I've found L2 data to be rather useless. In theory it's great; in reality, it's a lot of B$; not much truth there--unless you're in a cage playing in nanos or micros. There's so many ways to hide liquidity. VWAP, iceberg orders, etc.. Rarely will big players dump their entire order onto the books at once... unless they're spoofing XD... and then the liquidity dries up the moment the market price gets too close. When I was a beginner I trusted L2 data and got burned a few times until I figured the game out. Also by putting liquidity on the books you give the brokers the ability to maximize commissions. They move the price around to execute orders and soak up commissions and fees. Personally I don't like to show my hand. I wrote algos to monitor prices--all on local metal--and fire orders off when my conditions were matched. My execution time was in the toilet... so it didn't work very well. I always got the worst fills. They did have an option to run algos on broker rigs, but there were minimums and fees.. Bad data are worse than no data at all. Thanks, Keith :^) non-professional - not licensed - opinion only
Yes the quality of the data really depends on the quality of the data provider. That's why they make you agree to their disclaimer that they are not responsible for any losses that you suffer as a result of their data and you basically use their data at your own risk like they are operating fair grounds rides. LOL
I found time and sales data to be much more reliable than L2. The big boys played games with L2 in that bids and asks would disappear as price got close.

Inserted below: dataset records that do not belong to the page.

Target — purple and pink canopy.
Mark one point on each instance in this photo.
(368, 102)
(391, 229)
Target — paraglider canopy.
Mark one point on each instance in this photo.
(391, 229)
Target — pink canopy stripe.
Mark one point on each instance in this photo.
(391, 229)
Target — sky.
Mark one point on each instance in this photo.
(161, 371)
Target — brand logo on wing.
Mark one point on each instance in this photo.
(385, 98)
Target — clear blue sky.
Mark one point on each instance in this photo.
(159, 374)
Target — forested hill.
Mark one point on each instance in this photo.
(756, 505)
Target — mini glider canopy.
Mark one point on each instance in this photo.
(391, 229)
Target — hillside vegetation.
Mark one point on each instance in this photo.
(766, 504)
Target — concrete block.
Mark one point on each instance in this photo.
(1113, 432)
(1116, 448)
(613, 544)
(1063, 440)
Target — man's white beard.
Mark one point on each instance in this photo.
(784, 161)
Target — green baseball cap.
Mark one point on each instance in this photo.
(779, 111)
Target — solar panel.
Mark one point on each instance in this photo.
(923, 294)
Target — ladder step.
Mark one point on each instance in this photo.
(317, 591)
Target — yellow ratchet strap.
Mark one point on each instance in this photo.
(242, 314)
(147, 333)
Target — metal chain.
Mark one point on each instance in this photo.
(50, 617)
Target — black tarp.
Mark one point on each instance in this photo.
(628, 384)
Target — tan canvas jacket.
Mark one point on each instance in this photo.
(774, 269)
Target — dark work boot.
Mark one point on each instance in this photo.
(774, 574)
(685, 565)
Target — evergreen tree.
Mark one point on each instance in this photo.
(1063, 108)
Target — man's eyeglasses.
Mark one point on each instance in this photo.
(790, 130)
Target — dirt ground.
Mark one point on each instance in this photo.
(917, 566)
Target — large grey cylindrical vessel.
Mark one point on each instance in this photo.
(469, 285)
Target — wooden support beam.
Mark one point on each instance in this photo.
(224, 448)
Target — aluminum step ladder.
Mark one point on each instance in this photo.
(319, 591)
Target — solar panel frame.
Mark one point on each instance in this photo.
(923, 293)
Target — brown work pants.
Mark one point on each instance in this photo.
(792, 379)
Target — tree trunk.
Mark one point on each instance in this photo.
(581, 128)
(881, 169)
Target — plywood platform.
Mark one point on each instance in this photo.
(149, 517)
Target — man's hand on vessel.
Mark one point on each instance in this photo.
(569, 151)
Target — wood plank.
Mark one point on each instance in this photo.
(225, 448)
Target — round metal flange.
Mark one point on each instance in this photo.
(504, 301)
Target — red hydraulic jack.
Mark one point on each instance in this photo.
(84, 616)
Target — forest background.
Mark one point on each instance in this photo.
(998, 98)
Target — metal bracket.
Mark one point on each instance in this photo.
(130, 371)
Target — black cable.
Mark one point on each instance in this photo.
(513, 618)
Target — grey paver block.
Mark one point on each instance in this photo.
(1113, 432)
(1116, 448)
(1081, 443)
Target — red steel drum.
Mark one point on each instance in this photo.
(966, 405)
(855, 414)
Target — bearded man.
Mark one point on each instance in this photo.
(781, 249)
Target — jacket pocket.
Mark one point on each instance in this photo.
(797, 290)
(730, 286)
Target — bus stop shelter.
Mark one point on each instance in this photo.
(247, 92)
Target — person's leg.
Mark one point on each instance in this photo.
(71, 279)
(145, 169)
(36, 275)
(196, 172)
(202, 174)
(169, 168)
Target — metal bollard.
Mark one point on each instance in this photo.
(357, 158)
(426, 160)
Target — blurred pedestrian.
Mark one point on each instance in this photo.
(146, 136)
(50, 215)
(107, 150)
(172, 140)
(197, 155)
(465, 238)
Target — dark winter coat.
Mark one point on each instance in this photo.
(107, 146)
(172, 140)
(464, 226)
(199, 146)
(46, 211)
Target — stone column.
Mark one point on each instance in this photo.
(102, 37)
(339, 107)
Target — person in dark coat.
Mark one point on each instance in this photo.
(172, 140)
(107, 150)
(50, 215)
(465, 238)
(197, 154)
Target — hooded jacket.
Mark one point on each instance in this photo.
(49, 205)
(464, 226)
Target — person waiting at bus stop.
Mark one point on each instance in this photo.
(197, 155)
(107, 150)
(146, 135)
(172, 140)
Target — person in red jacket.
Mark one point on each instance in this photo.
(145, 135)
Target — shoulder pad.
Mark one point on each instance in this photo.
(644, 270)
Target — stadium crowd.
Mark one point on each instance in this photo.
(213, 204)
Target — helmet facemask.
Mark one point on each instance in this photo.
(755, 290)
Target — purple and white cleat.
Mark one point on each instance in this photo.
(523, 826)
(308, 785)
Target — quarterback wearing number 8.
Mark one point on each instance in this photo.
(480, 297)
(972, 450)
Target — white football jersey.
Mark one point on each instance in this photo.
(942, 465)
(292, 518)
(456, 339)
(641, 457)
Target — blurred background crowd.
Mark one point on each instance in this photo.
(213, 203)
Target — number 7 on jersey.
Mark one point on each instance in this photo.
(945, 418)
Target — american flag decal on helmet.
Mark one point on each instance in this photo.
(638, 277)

Paul Rotter aka The flipper used to spoof the market heavily in the Eurex (Bund) and made a bunch of millions this way by exploiting his old school buddies. He was hated by all of his peers that used to trust the level 2 a bit too much. An article
Yes except one has to be careful with T&S as well. Some orders do not have to be reported to the T&S until after-the-fact so T&S is not 100% complete either. The problem is due to the informational nature of these order information, it gives people the incentive to manipulate and hide their trading activities and that unfortunately affects the quality of the data a bit sometimes.